As far as food, I did well all day. Around 2:00 though I got a headache and I felt really hungry. I stuck to my meals and snacks though. Then I got home and things went down hill. I forgot to take chicken out of the freezer and I didn't have anything else to make so I made pasta with meatballs. I ate too much pasta and I had my share of meatballs. Then later this evening I had 4 lemon cookies. Why? I don't know if the carb overload tonight made me crave sugar but I needed some.

So I'm not calling this day a success even though 75% of it was. But I'm not beating myself up either. I feel good having worked out and ate well all day. Tomorrow will be better. I took chicken out and have salad ready to go. My meals and snacks are made for tomorrow so all I have to do is wake up and begin tomorrow like I did today.

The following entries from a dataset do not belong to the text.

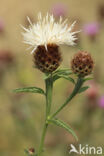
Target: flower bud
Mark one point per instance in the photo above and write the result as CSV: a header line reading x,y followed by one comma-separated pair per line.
x,y
82,64
47,60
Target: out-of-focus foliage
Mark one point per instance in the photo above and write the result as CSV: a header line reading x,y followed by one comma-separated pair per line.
x,y
21,115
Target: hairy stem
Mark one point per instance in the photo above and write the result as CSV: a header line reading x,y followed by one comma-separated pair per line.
x,y
75,91
49,88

In the mean time, I am dog tired and will go to bed early!

Sunday, August 2, 2009

Starting Fresh

After taking some pictures of myself yesterday, I realized that I'm not doing my body or health any justice by eating what I want and not working out. You would think that looking in the mirror would tell me that, except I don't look in the mirror except from the neck up. You would think that COMMON SENSE would tell me that, except I'm pretty good at ignoring common sense when I want to. But pictures...you can't hide from them, ignore them and they do not lie. It's time to snap out of this funk. It's time to stop feeding my moods and start feeding my health.

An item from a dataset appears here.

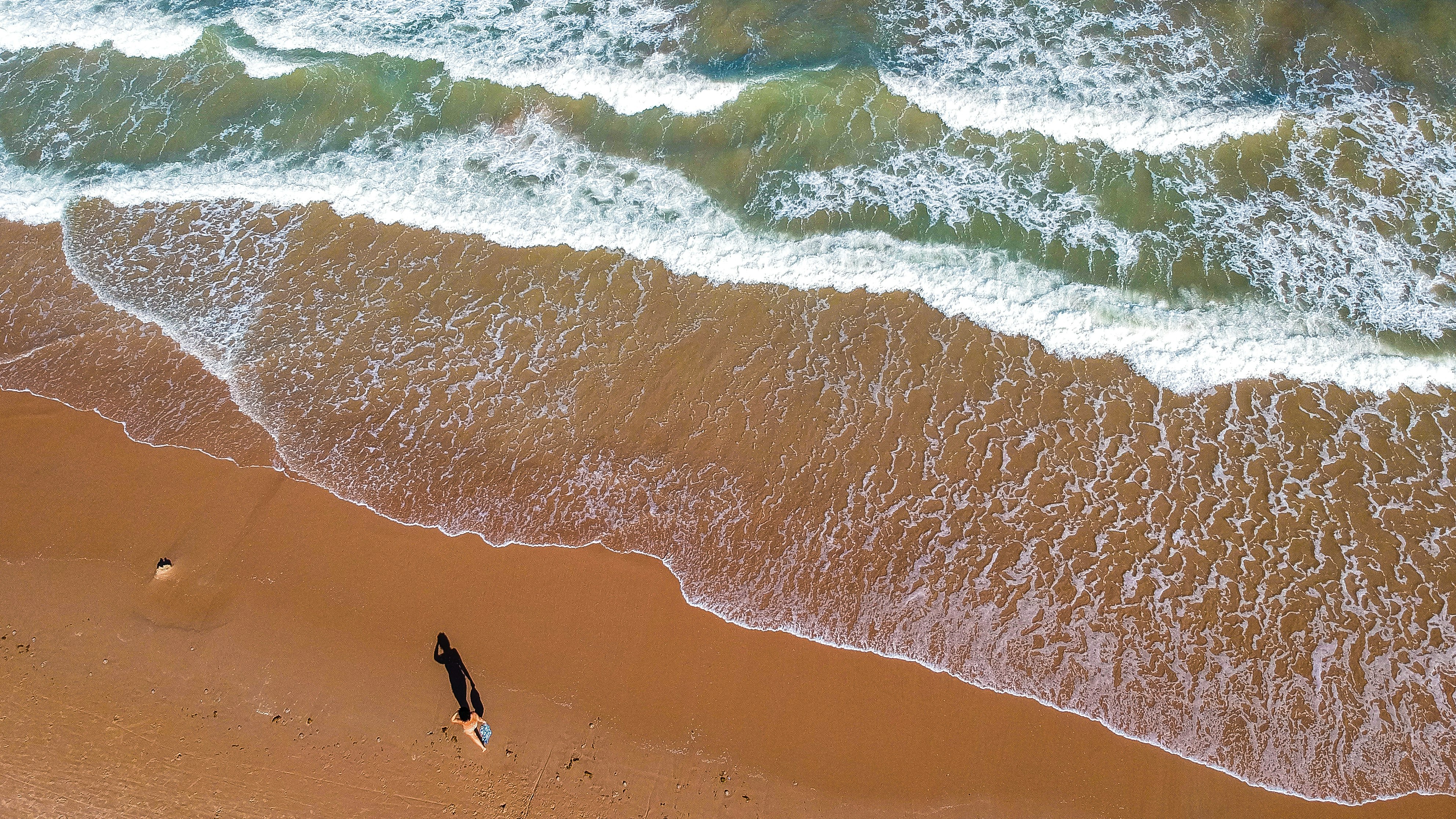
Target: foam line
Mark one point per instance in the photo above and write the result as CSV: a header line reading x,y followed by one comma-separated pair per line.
x,y
535,187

So I'm going to make (another) go of it and get up at 5AM tomorrow morning and work out. I would like to get up every day during the work week and work out because evenings I can find a dozen excuses, including it being too hot, to work out. If I can get it out of the way in the morning, that would be great. I also made my meals for tomorrow which aren't super perfect but I want to stay within a certain amount of calories. This week I'll be eating cereal for breakfast and then I'll have a sandwich cut in half, eating each half as a meal with either carrots or fruit and then a small salad with vinegar during the day. Dinners aren't planned but I'm going to behave. Not *try* to behave, I WILL behave. Enough is enough!

Reap What I Sow

I broke and called Scott. For 7 days I remained strong. I felt good at my peaks, and struggled through the valleys and during all of those times I did not call him. Friday I woke up at my lowest and I'm not sure why. Maybe it was because of the beginning of the weekend. Or maybe the two days off work gave me too much time to think. I called him to apologize for saying that I hated him. I don't like hating anyone, or using the word 'hate'. I did feel it though and I felt bad for saying it. Maybe I'm too nice. He told me he appreciated me saying that. And then he went on to blast me.

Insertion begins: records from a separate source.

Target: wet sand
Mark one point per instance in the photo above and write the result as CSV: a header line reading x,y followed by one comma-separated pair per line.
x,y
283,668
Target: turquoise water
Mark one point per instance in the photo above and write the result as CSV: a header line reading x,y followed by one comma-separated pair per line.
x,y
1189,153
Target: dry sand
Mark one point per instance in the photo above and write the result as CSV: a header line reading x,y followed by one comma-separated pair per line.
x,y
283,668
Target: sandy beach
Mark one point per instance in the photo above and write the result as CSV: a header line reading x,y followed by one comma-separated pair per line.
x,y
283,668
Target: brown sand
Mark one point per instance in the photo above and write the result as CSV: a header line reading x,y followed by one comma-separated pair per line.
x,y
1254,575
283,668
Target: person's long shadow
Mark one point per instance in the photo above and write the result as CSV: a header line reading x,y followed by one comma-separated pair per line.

He told me I made way too much out of the myspace comment. He's not with his ex and it was just something he left for her. He said she knows the deal and knows they aren't together and that if the roles were reversed he would never flip over something like that. I suppose that's easy for him to say since I was always very respectful of him. I would never do anything like that.

Anyway after he blasted me, he had to get back to work. He ended up calling me later and I realized during that conversation that I'm on my way to getting over him anyway. Every time we have a blow up, it takes a lot out of me, including love I have for him. I still care about him but I don't have that same feeling I once had....and that is good! So I'm in a much better place today.

Today I treated myself to a haircut complete with coloring and highlighting.


You can't really see the highlights in this picture but they are there. Actually a lot was done to get it healthy looking again. I had too many light blonde highlights (a.k.a. bleach) in my hair from several months ago, so she colored me back to my original color and then did some random chunky higlights. She also cut almost 3 inches from my length. Yikes! I like it though, it will be much easier to manage.

Then I got my eyebrows and a pedicure done. I went for a hot pink for summer, with a design on the big toes. I love designs!

$195 later.....I'm feeling good! I did feel guilty about how expensive the hair was, but I desperately needed to get it healthy again. My mom and dad will give me birthday money next week so I'll put that back in the bank and consider this my present to myself.
All in all today was a good day!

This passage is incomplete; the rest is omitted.